Jean-Yves Vigneau

Cimetière marin à livre ouvert
octobre 2001

par Denise Pelletier

CHICOUTIMI(DP) - Des livres au sol, ouverts, posés sur la tranche. On les compte, il y en a 36. En suivant des yeux la trajectoire de la faible lumière qui scintille sur leurs pages on aperçoit, sur le mur blanc, une projection vidéo dont les grandes images mouvantes évoquent les marées, les vents, les bords de mer.
Ces livres seraient donc des épaves? On s'en approche pour les examiner de plus près. On se rend compte que chaque exemplaire est recouvert d'une jaquette supplémentaire faite de deux morceaux de contreplaqué. Que les livres en question sont des tomes de la grande encyclopédie marine de Jacques Cousteau. En manipulant délicatement les pages, on peut lire les titres de ces divers volumes tels «Fenêtre ouverte dans la mer», «Attaques et défenses», «Oasis dans l'espace», «L'art du mouvement». On constate qu'un certain nombre de ces livres livres sont posés à l'envers.
On s'aperçoit aussi que le bois est un élément important de l'exposition, car il s'agit bien d'une exposition, d'une installation plutôt, de l'artiste Jean-Yves Vigneau présentée à Espace Virtuel jusqu'au 3 novembre. Le titre de l'oeuvre, «La pêche miraculeuse», oriente déjà la pensée vers l'idée de la mer, des poissons, des marées, et, de façon plus lointaine mais bien présente dans le travail de l'artiste, des naufrages, des épaves, de la mort.

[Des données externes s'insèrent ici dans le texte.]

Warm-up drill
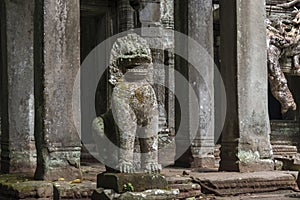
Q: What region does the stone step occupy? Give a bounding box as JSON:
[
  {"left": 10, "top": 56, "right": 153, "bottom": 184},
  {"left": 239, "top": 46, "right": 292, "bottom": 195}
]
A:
[{"left": 191, "top": 171, "right": 298, "bottom": 196}]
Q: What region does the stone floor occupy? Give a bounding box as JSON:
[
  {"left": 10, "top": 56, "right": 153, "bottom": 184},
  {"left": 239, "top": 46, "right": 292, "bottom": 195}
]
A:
[{"left": 0, "top": 163, "right": 300, "bottom": 200}]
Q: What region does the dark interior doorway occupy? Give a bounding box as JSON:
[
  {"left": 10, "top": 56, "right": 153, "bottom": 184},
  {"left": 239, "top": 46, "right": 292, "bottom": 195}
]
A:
[{"left": 80, "top": 0, "right": 118, "bottom": 143}]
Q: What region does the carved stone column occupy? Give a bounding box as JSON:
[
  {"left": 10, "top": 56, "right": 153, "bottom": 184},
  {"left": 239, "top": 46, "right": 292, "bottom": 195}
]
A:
[
  {"left": 35, "top": 0, "right": 81, "bottom": 180},
  {"left": 0, "top": 0, "right": 36, "bottom": 173},
  {"left": 118, "top": 0, "right": 134, "bottom": 32},
  {"left": 220, "top": 0, "right": 273, "bottom": 171},
  {"left": 175, "top": 0, "right": 215, "bottom": 168}
]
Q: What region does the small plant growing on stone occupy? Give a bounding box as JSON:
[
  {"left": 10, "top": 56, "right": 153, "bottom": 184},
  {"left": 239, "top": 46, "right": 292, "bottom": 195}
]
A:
[{"left": 123, "top": 183, "right": 134, "bottom": 192}]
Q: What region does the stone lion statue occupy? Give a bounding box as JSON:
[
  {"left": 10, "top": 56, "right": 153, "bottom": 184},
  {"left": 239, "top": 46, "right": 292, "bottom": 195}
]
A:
[{"left": 93, "top": 33, "right": 161, "bottom": 173}]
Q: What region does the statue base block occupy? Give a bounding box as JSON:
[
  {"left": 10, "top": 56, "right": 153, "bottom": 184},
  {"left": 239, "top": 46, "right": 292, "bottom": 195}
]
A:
[{"left": 97, "top": 173, "right": 168, "bottom": 193}]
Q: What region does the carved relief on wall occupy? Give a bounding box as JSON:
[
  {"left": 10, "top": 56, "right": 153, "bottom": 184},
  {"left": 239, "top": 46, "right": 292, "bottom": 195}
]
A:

La mort évoquée par ces livres en quelque sorte pétrifiés dans leur jaquette en bois, laquelle les rattache au sol comme des épaves sur une grève. De bois également est faite la corne de brume construite par l'artiste sur le modèle d'une corne de brume en métal également présente dans l'exposition. De bois aussi cette espèce de grande tour illuminée de l'intérieur mais fermée de toutes parts, qui évoque un phare ou encore un clocher.
Phare et clocher à la fois, nous dit l'artiste dans son texte de présentation, expliquant que cette tour lui a été inspirée par le clocher de l'église de son enfance, «arraché comme une vieille souche pour faire place à une architecture plus moderne», et dont il a fait «une bouée pour marquer les hauts-fonds de l'histoire».
On trouve aussi, autre ajout au réseau des significations marines, une forme faite de lattes de bois légèrement courbes qui évoque le flanc d'une barque. On se rappelle avoir vu, dans la petite salle qui fait office de vestibule et d'entrée en matière à cette véritable histoire de pêche, une barque construite avec des morceaux de feuilles de métal. Et des dessins représentant des poissons accrochés au mur.
Il y a aussi un poisson de métal, tel un grand leurre suspendu par la queue à un fil qui descend du plafond, et dont le «nez» se termine par un hameçon à deux crochets. Et une photo d'une autre installation de l'artiste, réalisée in situ aux Iles-de-la-Madeleine et intitulée «Le naufrage de l'Angélus»: sur la grève, Jean-Yves Vigneau avait érigé un «cimetière aux poissons», fait de bardeaux de cèdre découpés en queues de poisson, alignés comme des fleurs et plantés dans le sable comme autant de pierres tombales.
Les livres aux jaquettes de bois font donc écho aux poissons de ce premier cimetière, marquant la continuité du travail de l'artiste qui ajoute, modifie ou retranche des éléments dans chaque galerie (La Chambre blanche à Québec et Articule à Montréal entre autres) où il amarre son exposition.
«La pêche miraculeuse» est donc une très intéressante sculpture installative qui évoque à la fois une tradition - la pêche artisanale - en voie de disparition, la vie - menacée - des profondeurs océanes, et la fascination que le monde marin exerce «sur l'esprit gémissant en proie aux longs ennuis» (Baudelaire).